Two women from West Plains who have climbed the ladders to success in their respective fields are recognized among the 2023 Top 50 Missourians You Should Know by Ingram’s Magazine, a long-standing business publication serving Kansas and Missouri.
Mary Schrag, née Hass, is the owner of Physical Therapy Specialist Clinic, which has locations in West Plains and Mtn. Grove, and has used her entrepreneurial and health-related insights to inform not just her own success as a businesswoman, but several state boards. And Zora Mulligan has served as a top state official in education and workforce development, and is now in administration at Missouri State University.
“Proving once again that Missouri is a nearly bottomless well of high-powered business executives, high-achieving non-profit leaders and high-level thinkers, the 2023 installment of 50 Missourians You Should Know brings to 650 the number of individuals recognized by Ingram’s since the program launched in 2011,” said Ingram’s in its recognition, published in August.
“This year’s cohort upholds the standards for their business achievement, for their philanthropy, for their civic engagement and for their community service. Combined, they help raise the quality of life and work for nearly 6.2 million people who live here,” the magazine continued. “Especially gratifying are the numbers of exceptional leadership figures who hail from Missouri’s rural areas, demonstrating that the Show-Me State is a crucible of success, no matter what corner of it you might call home.”
Schrag was recognized for bringing physical therapy to Ozarks Medical Center, now Ozarks Healthcare, following a fateful experience working in a Springfield hospital and the completion of her education at the University of Missouri. That was 32 years ago, and Schrag has continued evolving her knowledge and understanding of the profession.

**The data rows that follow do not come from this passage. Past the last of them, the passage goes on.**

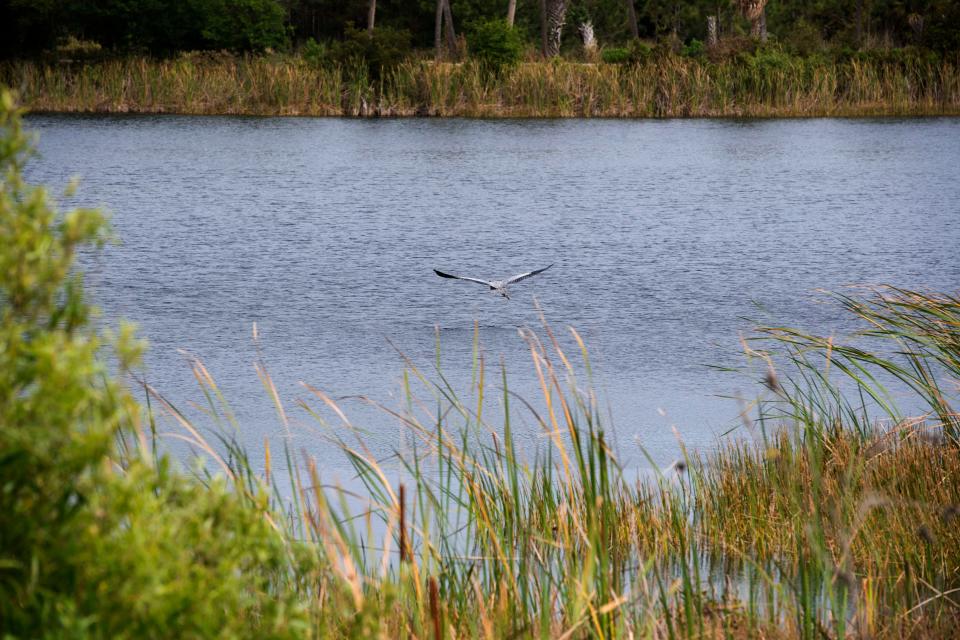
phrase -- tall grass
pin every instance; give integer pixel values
(758, 86)
(823, 521)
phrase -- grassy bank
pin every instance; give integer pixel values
(817, 520)
(763, 85)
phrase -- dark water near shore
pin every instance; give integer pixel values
(665, 236)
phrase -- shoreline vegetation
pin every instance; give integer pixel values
(762, 84)
(817, 520)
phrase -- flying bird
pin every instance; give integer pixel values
(497, 286)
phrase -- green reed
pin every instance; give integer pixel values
(819, 522)
(767, 85)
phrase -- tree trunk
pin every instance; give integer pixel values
(543, 27)
(451, 34)
(438, 31)
(632, 17)
(556, 16)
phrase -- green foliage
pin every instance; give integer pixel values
(637, 52)
(315, 53)
(94, 544)
(379, 51)
(495, 45)
(615, 55)
(244, 25)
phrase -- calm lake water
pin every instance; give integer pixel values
(667, 238)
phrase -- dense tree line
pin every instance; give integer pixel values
(161, 27)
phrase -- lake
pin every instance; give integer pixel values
(668, 238)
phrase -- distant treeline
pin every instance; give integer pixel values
(33, 28)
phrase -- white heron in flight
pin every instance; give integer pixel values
(497, 286)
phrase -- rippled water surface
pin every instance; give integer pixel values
(665, 235)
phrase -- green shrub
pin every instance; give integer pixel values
(615, 55)
(315, 53)
(495, 45)
(244, 25)
(636, 53)
(95, 544)
(378, 52)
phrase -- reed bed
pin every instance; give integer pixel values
(829, 517)
(759, 86)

“Even though she knew she wanted to enter health care since about age eight, it took an accidental encounter after high school while working at a Springfield hospital to really solidify Mary Schrag’s plans,” reads the Ingram’s article.

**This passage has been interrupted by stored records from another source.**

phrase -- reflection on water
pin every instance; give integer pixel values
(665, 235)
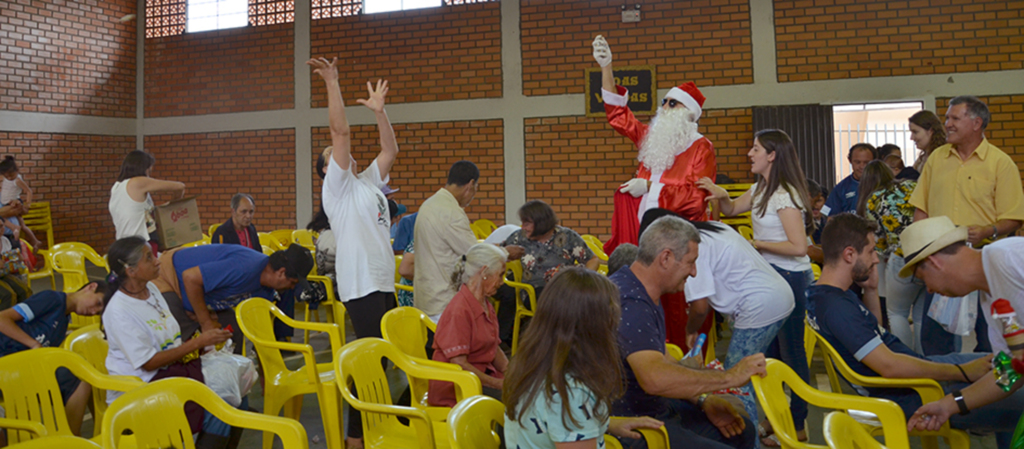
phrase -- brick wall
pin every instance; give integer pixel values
(217, 72)
(708, 42)
(68, 57)
(429, 54)
(574, 163)
(426, 151)
(830, 39)
(1006, 130)
(215, 166)
(74, 172)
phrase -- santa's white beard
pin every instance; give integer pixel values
(670, 133)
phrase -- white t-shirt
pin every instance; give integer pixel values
(1003, 261)
(9, 190)
(357, 209)
(769, 228)
(130, 217)
(136, 330)
(737, 281)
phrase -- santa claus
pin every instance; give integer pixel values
(673, 155)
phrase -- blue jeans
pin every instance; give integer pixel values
(748, 342)
(999, 417)
(788, 347)
(689, 427)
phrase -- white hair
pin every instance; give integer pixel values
(479, 256)
(671, 132)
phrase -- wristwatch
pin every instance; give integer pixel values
(958, 398)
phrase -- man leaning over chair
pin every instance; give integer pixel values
(854, 332)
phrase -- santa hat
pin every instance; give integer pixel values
(688, 94)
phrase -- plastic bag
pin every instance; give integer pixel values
(230, 376)
(955, 315)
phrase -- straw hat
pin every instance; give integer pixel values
(926, 238)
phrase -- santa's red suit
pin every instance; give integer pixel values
(675, 189)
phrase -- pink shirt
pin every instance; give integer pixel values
(464, 329)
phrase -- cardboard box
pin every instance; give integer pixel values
(177, 222)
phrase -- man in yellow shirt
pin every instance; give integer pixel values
(977, 186)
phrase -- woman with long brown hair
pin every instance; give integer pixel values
(781, 217)
(928, 133)
(559, 388)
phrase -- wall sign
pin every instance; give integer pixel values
(638, 79)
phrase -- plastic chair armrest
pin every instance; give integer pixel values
(466, 383)
(19, 424)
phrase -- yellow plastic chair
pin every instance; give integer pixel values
(596, 246)
(155, 414)
(284, 237)
(336, 310)
(471, 423)
(842, 432)
(520, 311)
(285, 388)
(29, 384)
(46, 271)
(267, 240)
(305, 238)
(929, 391)
(60, 441)
(407, 328)
(359, 363)
(31, 430)
(89, 342)
(775, 404)
(485, 226)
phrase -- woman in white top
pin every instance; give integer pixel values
(130, 204)
(144, 338)
(780, 215)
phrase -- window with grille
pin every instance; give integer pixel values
(270, 11)
(165, 17)
(340, 8)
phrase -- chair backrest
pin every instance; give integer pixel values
(284, 237)
(256, 322)
(842, 432)
(305, 238)
(471, 423)
(89, 342)
(266, 239)
(30, 389)
(407, 328)
(155, 414)
(775, 404)
(59, 441)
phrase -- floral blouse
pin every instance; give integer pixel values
(892, 210)
(543, 259)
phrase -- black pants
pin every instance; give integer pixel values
(367, 313)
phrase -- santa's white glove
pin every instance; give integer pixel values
(602, 53)
(636, 187)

“When I entered the physical therapy department, I could see a ball flying through the air and I could hear weights clanking,” Schrag told the magazine. “This was very appealing to me. … I feel like it was God leading me into this particular profession.” When she started the physical therapy department at Ozarks Medical Center, she was the only licensed physical therapist at the time, she recalled, adding that it didn’t take long for the profession to take off.

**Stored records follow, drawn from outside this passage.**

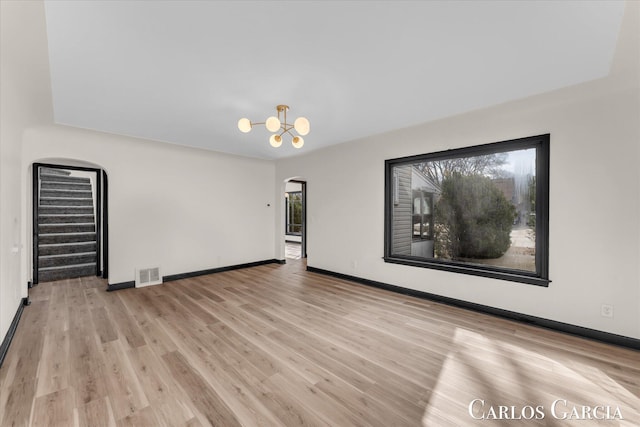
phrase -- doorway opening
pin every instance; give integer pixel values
(70, 228)
(295, 220)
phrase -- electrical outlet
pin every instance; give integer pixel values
(606, 310)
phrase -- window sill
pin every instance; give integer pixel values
(493, 273)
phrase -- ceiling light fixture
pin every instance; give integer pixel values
(279, 128)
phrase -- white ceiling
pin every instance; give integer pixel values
(185, 71)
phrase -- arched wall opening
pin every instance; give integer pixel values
(293, 236)
(97, 176)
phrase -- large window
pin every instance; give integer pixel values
(479, 210)
(294, 213)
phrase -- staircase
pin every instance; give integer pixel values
(66, 226)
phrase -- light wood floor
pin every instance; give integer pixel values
(275, 345)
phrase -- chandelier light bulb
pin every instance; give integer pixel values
(275, 141)
(278, 126)
(272, 124)
(244, 125)
(301, 125)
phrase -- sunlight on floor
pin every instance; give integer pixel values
(494, 381)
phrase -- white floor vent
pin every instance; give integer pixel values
(148, 277)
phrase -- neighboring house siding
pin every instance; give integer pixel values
(402, 211)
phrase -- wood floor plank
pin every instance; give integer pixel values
(276, 345)
(54, 409)
(206, 400)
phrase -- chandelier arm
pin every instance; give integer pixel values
(288, 131)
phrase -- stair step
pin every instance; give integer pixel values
(66, 228)
(61, 178)
(45, 239)
(74, 194)
(62, 260)
(64, 201)
(58, 210)
(66, 248)
(66, 218)
(53, 185)
(57, 273)
(54, 171)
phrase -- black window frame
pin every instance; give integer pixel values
(288, 223)
(541, 276)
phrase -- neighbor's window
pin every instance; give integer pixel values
(293, 203)
(479, 210)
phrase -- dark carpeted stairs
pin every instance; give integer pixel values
(66, 226)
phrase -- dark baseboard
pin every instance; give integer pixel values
(121, 285)
(218, 270)
(4, 348)
(172, 277)
(566, 328)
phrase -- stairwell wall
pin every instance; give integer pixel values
(25, 101)
(181, 209)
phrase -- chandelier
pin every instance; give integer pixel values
(280, 127)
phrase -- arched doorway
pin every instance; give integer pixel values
(70, 222)
(295, 219)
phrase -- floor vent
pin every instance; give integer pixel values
(148, 277)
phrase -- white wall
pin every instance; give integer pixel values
(594, 198)
(25, 99)
(178, 208)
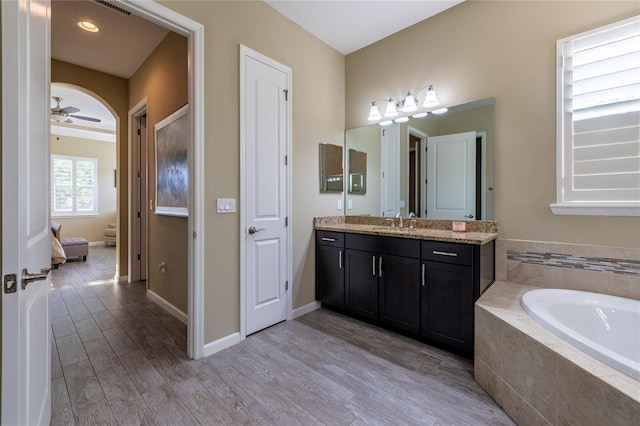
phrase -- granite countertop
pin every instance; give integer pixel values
(425, 229)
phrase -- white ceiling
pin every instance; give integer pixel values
(348, 25)
(125, 41)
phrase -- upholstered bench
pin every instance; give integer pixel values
(75, 247)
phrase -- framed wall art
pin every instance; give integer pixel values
(172, 171)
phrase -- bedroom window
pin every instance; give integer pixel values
(74, 186)
(598, 122)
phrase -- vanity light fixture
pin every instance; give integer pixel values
(374, 113)
(88, 26)
(406, 107)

Changes in physical therapy that she has noted over her three-decade career have been particularly notable in the field of geriatric care and the evolved focus on workplace injuries. She has taken her passion for physical therapy statewide, Ingram’s points out, noting her roles on several state boards: the physical therapy commission to the Board of Healing Arts, the Missouri State University Board of Governors, the Workforce Investment Board and the Missouri Board of Education.
“You cannot improve the system if you are not part of the system,” she told Ingram’s. “I believe education is foundational for the future of Missouri — both through economic development but also for quality of life.”
Mulligan, a 1994 West Plains High School graduate, was recognized by Ingram's for her efforts shaping education in Missouri, not just as former state commissioner for higher education, but also in her work with the University of Missouri and Missouri State University systems.
“Mulligan’s personal mantra of ‘education changes lives’ has not only guided her own learning journey — a bachelor’s from Drury University and a master’s and a law degree from [the University of Kansas] — but continues to shape her career today,” reads Ingram’s.
“Through a combination of good luck and good preparation, I’ve spent most of my career shaping and implementing our state’s higher education laws,” she told the magazine. “I have been fortunate in the way different interests came together to create a really rewarding career.”
Now serving as MSU’s first-ever executive vice president at Missouri State University — a position created in July 2022 and which places her as second-in-command to the university system president — Mulligan not only served as state commissioner of higher education, she also was, for a time, chief of staff for the four-campus University of Missouri system. Ingram’s pointed out her new role has allowed her a new perspective on the power of education.
“Working in administration has given me a chance to change lives at scale,” she told the magazine. “It’s been incredibly humbling to see programs I’ve helped get off the ground make a big difference.”
Now more than a year into her new role, Mulligan told Ingram’s she’s excited to make a real difference for not only the state but also the region she calls home: “I’ve appreciated the way this university impacts Southwest Missouri and the entire state, so it’s exciting to be part of an institution that does so much good for so many people.”
I loved my time growing up in West Plains. It’s a close-knit community, and I learned a lot about the importance of hospitality and long-term connections there, she added. “I’m proud to be part of that today.”
Ingram’s Magazine has served the bi-state region for about 50 years, covering business, industry and economic development trends in Missouri and Kansas.